In the winter, he bought her flowers each week, carefully asking her questions about each one and taking notes all the while.
In the spring, he began making his own arrangements out of her favorites, and placing them at her bedside table while she slept.
In the summer, he searched his notes for all the flowers that aroused happiness in his love, and planted seeds for each one outside her bedroom window.
By the autumn, the flowers had withered, but in their place was a grand affection grown from two who had chosen to love one another through constant failure and perfect incompatibility. Grant was an ungifted gardener, and without his love, he would have planted and killed a thousand shrubs, flowers, and trees.
Even though they were incurably different, the two could build a life together that was altogether impossible on their own. Although they often failed, came from different places, and were imperfect, their choice to love and understand one another was a beacon of light even in the darkest winters.

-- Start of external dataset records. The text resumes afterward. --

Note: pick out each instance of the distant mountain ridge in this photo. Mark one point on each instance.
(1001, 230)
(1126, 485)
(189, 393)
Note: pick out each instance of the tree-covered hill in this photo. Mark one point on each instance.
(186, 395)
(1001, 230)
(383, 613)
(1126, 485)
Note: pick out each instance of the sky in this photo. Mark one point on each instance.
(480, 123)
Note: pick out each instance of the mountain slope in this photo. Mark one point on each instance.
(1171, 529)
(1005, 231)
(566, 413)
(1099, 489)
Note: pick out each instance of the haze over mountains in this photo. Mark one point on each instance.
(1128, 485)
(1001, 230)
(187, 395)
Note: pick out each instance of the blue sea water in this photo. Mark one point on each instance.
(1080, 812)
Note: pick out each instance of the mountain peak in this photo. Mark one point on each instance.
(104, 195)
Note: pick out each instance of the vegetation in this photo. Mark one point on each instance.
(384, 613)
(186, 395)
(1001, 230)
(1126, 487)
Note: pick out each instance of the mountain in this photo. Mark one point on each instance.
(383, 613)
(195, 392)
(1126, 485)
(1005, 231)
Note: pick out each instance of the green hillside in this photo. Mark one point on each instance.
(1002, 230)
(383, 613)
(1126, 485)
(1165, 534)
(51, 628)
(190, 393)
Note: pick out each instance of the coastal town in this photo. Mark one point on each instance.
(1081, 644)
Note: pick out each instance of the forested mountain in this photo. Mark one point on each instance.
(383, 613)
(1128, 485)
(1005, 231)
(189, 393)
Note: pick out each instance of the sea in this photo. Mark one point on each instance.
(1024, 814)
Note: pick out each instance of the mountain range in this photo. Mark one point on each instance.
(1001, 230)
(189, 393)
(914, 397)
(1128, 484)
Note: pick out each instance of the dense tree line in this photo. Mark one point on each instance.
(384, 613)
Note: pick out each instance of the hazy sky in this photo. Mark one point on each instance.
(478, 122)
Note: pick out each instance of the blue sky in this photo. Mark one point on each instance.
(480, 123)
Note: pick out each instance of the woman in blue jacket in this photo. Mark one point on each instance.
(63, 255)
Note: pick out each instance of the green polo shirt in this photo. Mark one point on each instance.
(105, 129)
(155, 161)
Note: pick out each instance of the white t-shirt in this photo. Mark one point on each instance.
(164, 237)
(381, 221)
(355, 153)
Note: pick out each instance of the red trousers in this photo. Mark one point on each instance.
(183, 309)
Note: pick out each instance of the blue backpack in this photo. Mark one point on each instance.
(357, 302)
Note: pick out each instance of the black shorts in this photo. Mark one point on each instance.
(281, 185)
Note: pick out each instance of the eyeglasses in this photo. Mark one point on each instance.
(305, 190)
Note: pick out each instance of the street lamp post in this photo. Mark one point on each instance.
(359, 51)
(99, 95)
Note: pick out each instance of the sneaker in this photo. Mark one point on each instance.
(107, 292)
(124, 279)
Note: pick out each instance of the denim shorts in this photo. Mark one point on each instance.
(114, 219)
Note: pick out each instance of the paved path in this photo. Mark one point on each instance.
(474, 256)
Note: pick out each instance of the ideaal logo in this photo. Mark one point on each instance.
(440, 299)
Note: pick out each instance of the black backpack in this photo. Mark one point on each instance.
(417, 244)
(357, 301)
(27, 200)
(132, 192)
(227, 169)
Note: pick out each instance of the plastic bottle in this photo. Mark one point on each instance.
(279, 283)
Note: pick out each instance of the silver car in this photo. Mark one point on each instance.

That very next winter, the two of them made plans for a garden that still blooms today. It was never revealed or important who was responsible for which parts, only that when they peered out of their bedroom window each morning, they were reminded of what they could do together.
If Grant had not failed, he might never have gotten to truly know his wife, his children, or himself. Anyone could grow such as this when given the opportunity to profoundly fail.
It was difficult. It felt like a steep uphill climb, and in its infancy, understanding presented itself as continued failure. At many times, Grant felt hopeless, and when his greatest failures confronted him, he struggled to go on. And yet, even though he continued to fail, he tried again. And that made him very, very happy.